Sobre esa base, no encuentro ninguna razón para negar la posibilidad de erradicar la pobreza, mitigar la desigualdad y controlar definitivamente la corrupción como propósitos fundamentales para el 2020, suscritos abierta y decididamente por todas las fuerzas políticas y sociales de México. No como un acto de sometimiento de las oposiciones a la voluntad del presidente de la República ni tampoco como una imposición unilateral del gobierno, sino como el principio de un diálogo que, en mi opinión, le está haciendo mucha falta al país.

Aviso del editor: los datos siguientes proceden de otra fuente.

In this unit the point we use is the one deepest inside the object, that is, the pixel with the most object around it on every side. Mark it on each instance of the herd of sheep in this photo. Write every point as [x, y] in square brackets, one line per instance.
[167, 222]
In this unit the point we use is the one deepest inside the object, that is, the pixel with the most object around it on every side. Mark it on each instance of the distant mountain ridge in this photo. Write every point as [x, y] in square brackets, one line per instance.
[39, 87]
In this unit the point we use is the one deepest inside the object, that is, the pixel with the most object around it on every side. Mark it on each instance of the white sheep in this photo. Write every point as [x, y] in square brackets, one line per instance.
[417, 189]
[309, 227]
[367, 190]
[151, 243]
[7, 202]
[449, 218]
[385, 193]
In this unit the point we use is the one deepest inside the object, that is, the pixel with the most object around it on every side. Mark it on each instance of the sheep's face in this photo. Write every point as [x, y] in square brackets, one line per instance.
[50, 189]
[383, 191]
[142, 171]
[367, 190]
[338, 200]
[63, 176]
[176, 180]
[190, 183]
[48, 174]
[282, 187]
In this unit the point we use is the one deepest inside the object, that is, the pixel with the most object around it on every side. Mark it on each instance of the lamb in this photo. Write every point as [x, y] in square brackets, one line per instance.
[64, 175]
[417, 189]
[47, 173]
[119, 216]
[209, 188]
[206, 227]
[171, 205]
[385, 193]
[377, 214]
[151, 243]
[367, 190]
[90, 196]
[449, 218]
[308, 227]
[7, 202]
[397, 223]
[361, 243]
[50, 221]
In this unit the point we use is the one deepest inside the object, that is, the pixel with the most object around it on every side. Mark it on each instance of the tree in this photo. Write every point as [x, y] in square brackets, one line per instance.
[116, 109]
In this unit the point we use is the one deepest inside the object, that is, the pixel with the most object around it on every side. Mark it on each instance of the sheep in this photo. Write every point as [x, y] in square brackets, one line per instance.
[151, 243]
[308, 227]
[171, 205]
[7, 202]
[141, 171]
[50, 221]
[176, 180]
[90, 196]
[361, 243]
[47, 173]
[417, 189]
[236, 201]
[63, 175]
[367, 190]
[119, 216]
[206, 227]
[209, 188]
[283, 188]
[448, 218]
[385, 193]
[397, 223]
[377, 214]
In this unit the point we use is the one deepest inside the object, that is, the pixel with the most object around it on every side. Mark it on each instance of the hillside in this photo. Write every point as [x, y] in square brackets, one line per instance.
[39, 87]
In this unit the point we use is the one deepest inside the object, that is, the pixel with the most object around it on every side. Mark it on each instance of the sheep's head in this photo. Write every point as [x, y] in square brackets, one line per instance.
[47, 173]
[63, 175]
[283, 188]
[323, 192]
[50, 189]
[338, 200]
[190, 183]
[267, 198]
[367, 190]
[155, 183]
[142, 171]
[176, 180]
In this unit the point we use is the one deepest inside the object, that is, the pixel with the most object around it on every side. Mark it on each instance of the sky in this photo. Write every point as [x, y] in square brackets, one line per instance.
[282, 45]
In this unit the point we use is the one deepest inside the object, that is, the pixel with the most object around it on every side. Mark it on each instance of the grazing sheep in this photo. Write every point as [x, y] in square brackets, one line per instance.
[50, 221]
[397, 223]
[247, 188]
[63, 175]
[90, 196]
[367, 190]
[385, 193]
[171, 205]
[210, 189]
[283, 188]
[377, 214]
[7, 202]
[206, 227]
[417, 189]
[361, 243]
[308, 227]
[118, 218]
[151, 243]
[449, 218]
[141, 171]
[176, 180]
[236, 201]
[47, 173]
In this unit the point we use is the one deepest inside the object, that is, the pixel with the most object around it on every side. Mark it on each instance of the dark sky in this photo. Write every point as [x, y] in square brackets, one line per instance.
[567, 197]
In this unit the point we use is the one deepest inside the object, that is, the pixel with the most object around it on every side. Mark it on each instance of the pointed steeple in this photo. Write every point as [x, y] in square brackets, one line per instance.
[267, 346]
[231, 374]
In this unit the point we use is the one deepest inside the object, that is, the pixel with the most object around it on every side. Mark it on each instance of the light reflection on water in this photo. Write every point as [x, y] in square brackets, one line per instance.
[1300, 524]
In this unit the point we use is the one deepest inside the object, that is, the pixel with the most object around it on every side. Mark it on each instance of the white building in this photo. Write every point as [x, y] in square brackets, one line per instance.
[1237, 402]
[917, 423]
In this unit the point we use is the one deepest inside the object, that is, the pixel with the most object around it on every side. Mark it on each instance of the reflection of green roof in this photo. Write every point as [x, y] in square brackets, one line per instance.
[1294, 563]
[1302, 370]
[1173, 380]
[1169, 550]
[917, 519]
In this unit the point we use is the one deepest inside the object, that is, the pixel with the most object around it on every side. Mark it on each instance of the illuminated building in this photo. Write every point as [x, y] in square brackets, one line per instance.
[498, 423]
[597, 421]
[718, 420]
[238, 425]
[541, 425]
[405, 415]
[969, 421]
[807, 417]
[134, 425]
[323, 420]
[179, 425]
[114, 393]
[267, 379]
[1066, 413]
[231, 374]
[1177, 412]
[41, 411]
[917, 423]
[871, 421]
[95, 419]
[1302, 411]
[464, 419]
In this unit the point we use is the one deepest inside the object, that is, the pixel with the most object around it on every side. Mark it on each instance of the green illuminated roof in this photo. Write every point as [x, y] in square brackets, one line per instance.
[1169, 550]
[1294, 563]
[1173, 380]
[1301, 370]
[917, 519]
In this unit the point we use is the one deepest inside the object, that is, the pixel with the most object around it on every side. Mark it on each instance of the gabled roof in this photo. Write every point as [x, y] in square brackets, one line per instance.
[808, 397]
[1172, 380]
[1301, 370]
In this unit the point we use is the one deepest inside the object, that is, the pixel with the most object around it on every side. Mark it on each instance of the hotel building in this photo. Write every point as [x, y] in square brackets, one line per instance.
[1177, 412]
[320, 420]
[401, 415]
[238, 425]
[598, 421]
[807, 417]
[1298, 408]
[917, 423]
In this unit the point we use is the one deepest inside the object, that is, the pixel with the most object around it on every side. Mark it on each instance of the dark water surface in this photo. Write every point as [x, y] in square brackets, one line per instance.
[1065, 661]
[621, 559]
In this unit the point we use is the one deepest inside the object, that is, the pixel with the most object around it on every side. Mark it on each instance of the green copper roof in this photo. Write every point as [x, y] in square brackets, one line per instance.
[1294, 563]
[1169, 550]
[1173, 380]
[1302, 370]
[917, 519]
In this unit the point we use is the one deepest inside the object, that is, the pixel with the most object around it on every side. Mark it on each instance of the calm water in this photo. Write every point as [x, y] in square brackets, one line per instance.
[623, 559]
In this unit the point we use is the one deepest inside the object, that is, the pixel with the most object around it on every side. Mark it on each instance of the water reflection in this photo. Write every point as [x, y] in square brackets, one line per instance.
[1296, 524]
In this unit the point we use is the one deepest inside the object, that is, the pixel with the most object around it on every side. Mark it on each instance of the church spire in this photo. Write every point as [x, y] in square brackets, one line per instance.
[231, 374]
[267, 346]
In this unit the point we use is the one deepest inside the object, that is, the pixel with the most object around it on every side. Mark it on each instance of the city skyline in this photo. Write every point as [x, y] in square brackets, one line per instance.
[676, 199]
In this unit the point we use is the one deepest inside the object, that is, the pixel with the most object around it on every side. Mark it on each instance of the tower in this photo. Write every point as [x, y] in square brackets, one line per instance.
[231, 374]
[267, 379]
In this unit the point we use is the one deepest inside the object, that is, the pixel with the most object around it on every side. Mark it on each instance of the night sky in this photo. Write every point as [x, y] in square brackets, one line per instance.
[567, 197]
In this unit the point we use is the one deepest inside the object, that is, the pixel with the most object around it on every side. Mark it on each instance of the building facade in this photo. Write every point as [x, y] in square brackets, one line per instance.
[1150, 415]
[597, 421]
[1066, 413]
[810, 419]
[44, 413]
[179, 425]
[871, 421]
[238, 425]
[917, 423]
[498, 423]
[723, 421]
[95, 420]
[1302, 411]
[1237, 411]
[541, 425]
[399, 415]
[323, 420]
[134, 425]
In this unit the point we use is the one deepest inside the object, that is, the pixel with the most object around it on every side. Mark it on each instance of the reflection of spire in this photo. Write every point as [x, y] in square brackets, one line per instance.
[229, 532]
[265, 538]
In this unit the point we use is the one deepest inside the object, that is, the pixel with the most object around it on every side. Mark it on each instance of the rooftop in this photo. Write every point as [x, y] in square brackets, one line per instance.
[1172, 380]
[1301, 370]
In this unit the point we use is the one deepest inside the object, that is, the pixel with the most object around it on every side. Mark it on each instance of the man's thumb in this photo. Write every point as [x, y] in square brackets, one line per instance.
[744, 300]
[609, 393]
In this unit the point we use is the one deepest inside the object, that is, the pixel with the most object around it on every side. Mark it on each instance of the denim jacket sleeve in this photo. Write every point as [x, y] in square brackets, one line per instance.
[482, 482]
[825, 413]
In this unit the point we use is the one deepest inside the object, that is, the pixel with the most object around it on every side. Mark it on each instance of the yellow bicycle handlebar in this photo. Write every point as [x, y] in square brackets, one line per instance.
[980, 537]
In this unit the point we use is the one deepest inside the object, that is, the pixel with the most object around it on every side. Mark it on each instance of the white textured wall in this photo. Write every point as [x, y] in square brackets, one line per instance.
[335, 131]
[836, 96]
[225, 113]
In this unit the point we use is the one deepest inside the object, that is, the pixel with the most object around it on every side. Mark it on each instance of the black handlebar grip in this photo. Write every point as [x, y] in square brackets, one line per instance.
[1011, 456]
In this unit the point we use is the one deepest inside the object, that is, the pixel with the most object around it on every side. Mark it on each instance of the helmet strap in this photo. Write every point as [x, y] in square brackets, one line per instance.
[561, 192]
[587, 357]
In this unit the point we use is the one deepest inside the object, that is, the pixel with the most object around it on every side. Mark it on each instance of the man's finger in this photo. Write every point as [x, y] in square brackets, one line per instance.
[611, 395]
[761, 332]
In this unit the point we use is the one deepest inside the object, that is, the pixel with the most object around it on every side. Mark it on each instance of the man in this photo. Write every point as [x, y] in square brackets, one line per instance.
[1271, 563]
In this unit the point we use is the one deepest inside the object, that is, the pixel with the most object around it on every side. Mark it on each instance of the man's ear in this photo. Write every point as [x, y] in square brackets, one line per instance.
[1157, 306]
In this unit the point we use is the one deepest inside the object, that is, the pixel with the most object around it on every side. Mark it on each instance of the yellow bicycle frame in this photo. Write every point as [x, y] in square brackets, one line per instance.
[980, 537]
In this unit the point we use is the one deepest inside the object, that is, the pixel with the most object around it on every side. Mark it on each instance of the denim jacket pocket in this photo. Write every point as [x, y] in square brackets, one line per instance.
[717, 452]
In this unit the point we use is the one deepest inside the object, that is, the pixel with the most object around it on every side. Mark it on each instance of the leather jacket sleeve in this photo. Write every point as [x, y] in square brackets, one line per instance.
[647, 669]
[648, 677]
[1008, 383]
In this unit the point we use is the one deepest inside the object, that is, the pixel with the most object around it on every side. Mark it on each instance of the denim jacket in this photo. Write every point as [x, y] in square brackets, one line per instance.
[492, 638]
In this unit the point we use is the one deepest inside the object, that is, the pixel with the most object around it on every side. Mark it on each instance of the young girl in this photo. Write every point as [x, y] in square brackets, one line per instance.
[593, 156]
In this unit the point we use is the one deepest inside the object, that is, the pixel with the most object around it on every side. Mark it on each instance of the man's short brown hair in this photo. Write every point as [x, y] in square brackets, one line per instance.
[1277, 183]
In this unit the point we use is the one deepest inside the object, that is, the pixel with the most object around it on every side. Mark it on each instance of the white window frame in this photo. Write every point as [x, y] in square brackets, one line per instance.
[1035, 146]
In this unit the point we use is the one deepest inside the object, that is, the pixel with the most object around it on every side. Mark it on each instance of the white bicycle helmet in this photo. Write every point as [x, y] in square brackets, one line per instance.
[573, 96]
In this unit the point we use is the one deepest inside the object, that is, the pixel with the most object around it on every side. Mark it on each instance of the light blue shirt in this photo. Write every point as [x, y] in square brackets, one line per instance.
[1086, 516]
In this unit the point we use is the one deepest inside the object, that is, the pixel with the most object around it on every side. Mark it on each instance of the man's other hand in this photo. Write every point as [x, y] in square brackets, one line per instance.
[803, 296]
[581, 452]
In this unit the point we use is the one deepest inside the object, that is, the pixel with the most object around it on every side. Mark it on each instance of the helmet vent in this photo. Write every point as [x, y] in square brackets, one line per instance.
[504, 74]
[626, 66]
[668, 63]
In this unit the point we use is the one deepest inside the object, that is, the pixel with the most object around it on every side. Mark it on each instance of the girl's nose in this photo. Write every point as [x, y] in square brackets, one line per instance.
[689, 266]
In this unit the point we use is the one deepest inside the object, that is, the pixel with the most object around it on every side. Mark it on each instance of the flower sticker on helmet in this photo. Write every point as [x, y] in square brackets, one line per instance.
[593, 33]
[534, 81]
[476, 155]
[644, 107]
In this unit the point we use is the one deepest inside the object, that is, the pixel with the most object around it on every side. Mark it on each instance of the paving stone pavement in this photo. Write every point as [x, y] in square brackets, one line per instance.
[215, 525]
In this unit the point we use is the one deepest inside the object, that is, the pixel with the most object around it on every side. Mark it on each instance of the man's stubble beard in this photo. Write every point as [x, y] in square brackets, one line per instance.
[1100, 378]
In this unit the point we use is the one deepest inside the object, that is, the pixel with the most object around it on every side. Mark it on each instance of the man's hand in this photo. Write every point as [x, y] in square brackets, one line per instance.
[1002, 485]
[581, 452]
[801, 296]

De buena fe, la sola idea de discutir franca y abiertamente sobre esas tres prioridades y sobre la forma en que se están afrontando en los tres niveles de gobierno —donde siguen gobernando todos los partidos— con la participación de la academia, la sociedad civil, las comunidades organizadas, los medios y los organismos internacionales, le traería aire fresco al ambiente de polarización que seguimos viviendo y hasta podría desazolvar la deliberación pública exclusivamente centrada en las palabras pronunciadas cada mañana por el titular del Ejecutivo. A nadie le hará daño hablar de las prioridades fundamentales de México ni tampoco plantear francamente las diferencias que haya sobre cada una de ellas. Tampoco le vendría mal al gobierno, para morigerar la disputa ideológica y empezar a pisar tierra.

Si se deja pasar el 2020 difícilmente habrá otra oportunidad. Repito lo que respondí a mi periódico hace unos días: este año puede servir como tregua pues en 2021 habrá elecciones, en 2022, revocación del mandato y, en 2023, viviremos en las vísperas de la locura. Nos queda el 2020 para conjurar los demonios que nos acechan.